Dear ROOTers,
I’ve seemingly encountered a problem with how RooFit handles normalization of RooAddPdf
, when its constituent PDFs have conditional observables. I’ve encountered several issues, but they seem to be very closely related, so I’ll just list them here. Both the signal and background PDFs throughout this post advertise analytical integrals.
Seems that similar problems have been discussed on the forum before, but I couldn’t find any solutions. If anyone could shed some light on this I’d be very grateful.
Fitting
When one uses a named range, i.e., x.setRange("the_range", 0, 1)
and RooFit::Range("the_range")
in the fitTo
call:
- Fitting a Signal PDF with conditional variables works fine
- Fitting a Background PDF with or without conditional works fine
- Fitting
RooAddPdf
made from Signal PDF + Background PDF apparently uses numerical integration over the conditional variables (no idea how it could even do that, when it doesn’t know the distribution of the conditional variables)
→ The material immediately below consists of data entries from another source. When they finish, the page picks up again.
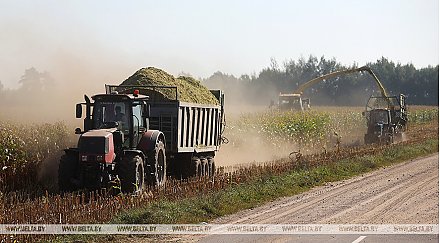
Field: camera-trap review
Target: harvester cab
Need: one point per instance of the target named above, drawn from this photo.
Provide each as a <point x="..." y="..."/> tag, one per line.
<point x="116" y="146"/>
<point x="293" y="102"/>
<point x="386" y="119"/>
This is not just some random message - in my case when not using a named range the fit converged within seconds, with the named range (same numerical range) it didn’t converge even after 100 hours (forgot I left it running).
Without the named range, it is working fine.
Generation and Plotting
This is true with or without a named range:
- Signal PDF is generated (or plotted) fine
- Background PDF is generated (or plotted) fine
- When generating (or plotting)
RooAddPdf
made from Signal PDF + Background PDF, numerical integration of the conditional variables seems to be done
What I mean by “PDF is generated” is that Toy MC is generated from the PDF.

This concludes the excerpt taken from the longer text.